In https://reviews.llvm.org/D31042#711611, @arsenm wrote:

> In https://reviews.llvm.org/D31042#711596, @rjmccall wrote:
>
> > What else in LLVM actually hard-codes 0 as the assumed address space?  Intrinsic function declarations?  Optimizations that create new globals (if there are any?)  Wouldn't it be much less invasive to change those and leave the assumption that the stack is in addrspace 0?
>
>
> I'm not sure what you are suggesting. The concept of assumed address space doesn't make any sense on AMDGPU. Everything has an address space. This isn't changing how address space 0 is treated, and is specifically avoiding doing so. AMDGPU does want the assumed address space 0 properties, just for some of the other address spaces that are not the stack address space, which is one of the advantages of making this change. The problem isn't really places hard coding 0 as the address space, it's the properties of the stack address space do not behave like LLVM's notion of the generic address space as I mentioned in the RFC.
>
> As far as 0 being a valid stack pointer, we currently have a workaround of not allocating user objects there. The bigger issues in my mind is that the pointer size for the stack does not match the code pointer size, which is a problematic area which keeps popping up. Another is it is not valid to addrspacecast any other address space to the stack address space. One partial alternative would be to introduce a code pointer size to the datalayout or code address space or something along those lines.

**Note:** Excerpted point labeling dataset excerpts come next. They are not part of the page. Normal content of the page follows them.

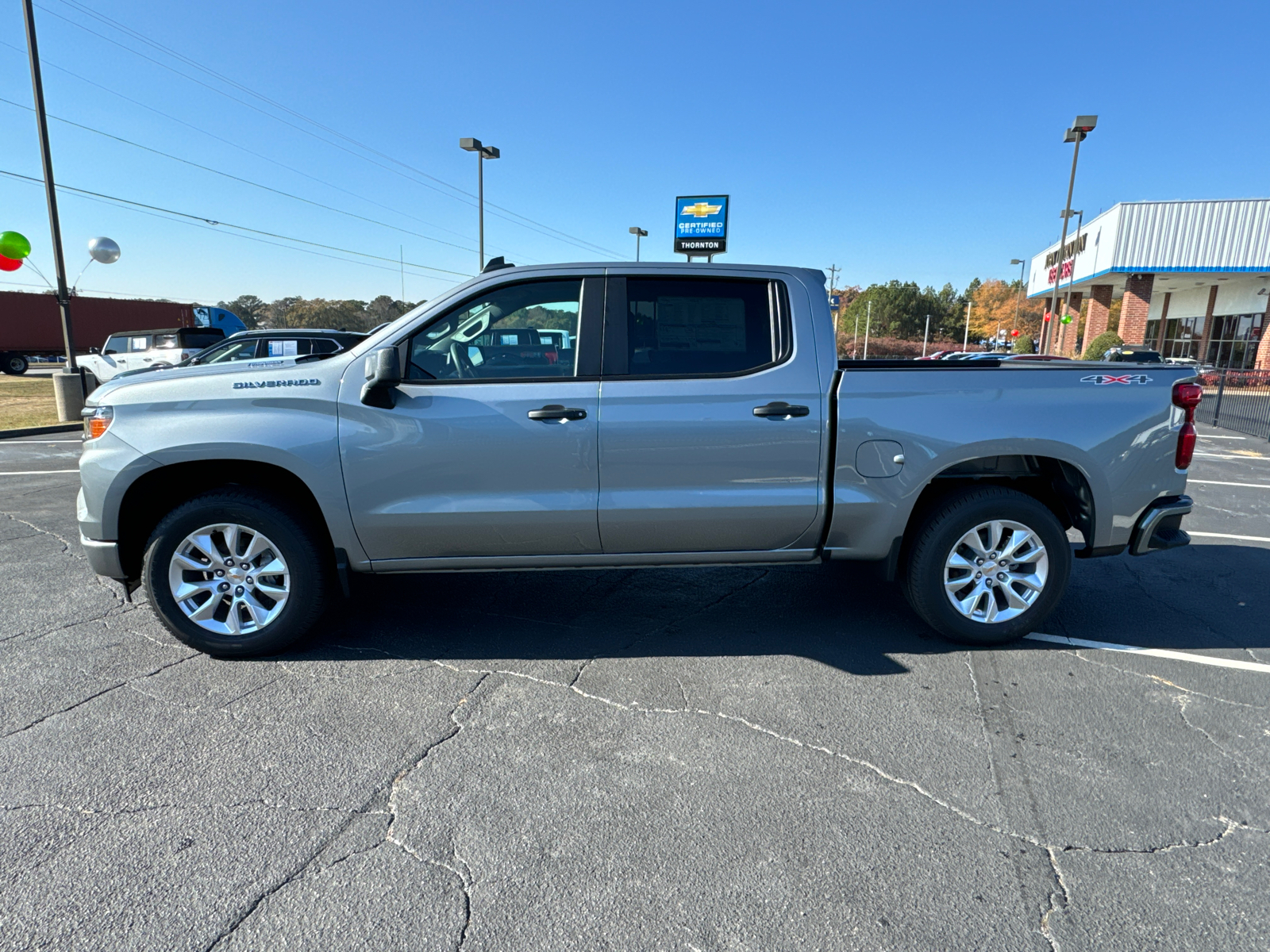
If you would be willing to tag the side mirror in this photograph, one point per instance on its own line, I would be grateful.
(383, 378)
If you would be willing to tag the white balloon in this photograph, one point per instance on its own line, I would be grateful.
(103, 251)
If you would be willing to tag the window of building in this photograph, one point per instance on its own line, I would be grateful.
(1235, 340)
(690, 327)
(1181, 336)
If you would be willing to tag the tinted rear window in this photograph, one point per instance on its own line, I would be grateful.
(692, 325)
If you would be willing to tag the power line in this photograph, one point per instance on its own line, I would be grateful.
(182, 57)
(253, 152)
(464, 196)
(237, 178)
(229, 225)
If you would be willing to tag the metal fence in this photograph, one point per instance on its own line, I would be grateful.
(1238, 400)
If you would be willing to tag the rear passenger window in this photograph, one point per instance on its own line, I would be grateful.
(698, 327)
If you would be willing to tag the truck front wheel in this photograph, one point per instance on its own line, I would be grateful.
(988, 566)
(234, 573)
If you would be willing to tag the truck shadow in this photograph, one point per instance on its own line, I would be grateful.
(1203, 597)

I think that would still leave a conceptual gap between AMDGPU's stack and alloca, and be more of a hassle. (For example you still cannot addrspacecast any pointer to the address space of the stack).
>
> There are some intrinsics which hard code 0, some of which need to be fixed (such as lifetime intrinsics which https://reviews.llvm.org/D31041 and https://reviews.llvm.org/D31043 take care of) but other than that one that's mostly a different question. There is a jump table optimization which creates new globals (which is disabled if BR_JT is illegal). Moving AMDGPU's flat address space to match LLVM's generic address space would also have the advantage of allowing legal addrspacecasts to address space 0 for some of these intrinsics.


You keep talking about LLVM having a "generic address space".  I'm trying to figure out what you mean by that, because in LLVM, global values can be declared in an arbitrary address space, pointer values all carry an address space, instructions work on arbitrary address spaces, the memory intrinsics are generally overloaded by pointer address spaces, etc.  And in general, the idea that there exists a generic address space which subsumes every other address space is just wrong.  As an example, on x86-64 we use address spaces as a way of requesting segmented addressing; even if the memory there was addressable in the standard segment (which is not guaranteed), AFAIK there's no way to actually perform that conversion.

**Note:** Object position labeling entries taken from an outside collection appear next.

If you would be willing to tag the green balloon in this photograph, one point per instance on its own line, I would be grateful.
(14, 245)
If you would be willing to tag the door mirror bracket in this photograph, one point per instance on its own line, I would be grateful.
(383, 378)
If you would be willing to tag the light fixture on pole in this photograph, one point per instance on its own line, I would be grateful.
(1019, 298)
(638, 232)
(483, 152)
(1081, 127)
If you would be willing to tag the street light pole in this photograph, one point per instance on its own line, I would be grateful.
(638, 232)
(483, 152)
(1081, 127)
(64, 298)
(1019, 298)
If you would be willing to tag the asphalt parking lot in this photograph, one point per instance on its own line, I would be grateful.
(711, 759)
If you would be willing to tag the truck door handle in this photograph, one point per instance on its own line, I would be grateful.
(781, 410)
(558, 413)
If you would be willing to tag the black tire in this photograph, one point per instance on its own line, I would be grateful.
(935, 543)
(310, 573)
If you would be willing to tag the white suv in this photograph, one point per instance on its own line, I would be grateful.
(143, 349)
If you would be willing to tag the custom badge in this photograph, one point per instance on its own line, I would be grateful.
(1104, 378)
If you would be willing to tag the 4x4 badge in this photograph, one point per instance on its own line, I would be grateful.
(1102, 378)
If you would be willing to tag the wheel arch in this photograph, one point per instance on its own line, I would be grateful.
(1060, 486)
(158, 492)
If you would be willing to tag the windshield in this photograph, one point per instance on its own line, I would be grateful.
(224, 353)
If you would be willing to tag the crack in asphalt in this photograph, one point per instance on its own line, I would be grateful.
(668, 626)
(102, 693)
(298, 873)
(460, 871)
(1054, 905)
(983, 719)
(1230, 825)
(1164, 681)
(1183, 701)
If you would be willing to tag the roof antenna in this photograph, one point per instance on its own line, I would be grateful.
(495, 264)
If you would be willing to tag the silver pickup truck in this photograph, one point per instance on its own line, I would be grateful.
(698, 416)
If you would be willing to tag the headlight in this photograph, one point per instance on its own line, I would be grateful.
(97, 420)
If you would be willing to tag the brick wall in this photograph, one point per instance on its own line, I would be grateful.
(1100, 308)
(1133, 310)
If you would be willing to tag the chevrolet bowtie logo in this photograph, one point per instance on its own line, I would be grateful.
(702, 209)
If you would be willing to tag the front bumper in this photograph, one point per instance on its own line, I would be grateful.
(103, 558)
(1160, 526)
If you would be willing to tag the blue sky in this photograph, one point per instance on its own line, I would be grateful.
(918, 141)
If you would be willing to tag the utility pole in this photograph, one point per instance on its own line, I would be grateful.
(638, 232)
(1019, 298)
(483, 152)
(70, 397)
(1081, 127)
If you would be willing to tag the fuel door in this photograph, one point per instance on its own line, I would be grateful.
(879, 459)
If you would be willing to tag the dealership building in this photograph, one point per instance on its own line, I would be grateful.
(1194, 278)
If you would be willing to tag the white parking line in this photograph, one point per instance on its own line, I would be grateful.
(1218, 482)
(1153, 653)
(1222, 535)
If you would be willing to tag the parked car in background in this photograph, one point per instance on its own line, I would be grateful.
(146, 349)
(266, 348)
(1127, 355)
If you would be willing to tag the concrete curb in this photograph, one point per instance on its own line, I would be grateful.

Given that, there's nothing wrong with LLVM deciding to hard-code a specific address space index as the address space of the stack.  That's worth doing if it significantly simplifies the IR, e.g. by not requiring a data layout to be passed to CreateAlloca.  It just means that frontends that *do* assume there's a generic address space may need to insert addrspace conversions in some cases.

it's okay to call out some specific address space, like addrspace 0, and say that it's always the address space of the stack.

I certainly hope that nothing in LLVM is ever implicitly inserting addrspace conversions or assuming anything about them without target-specific information.  In general, it is not true that there exists an address space that subsumes all others.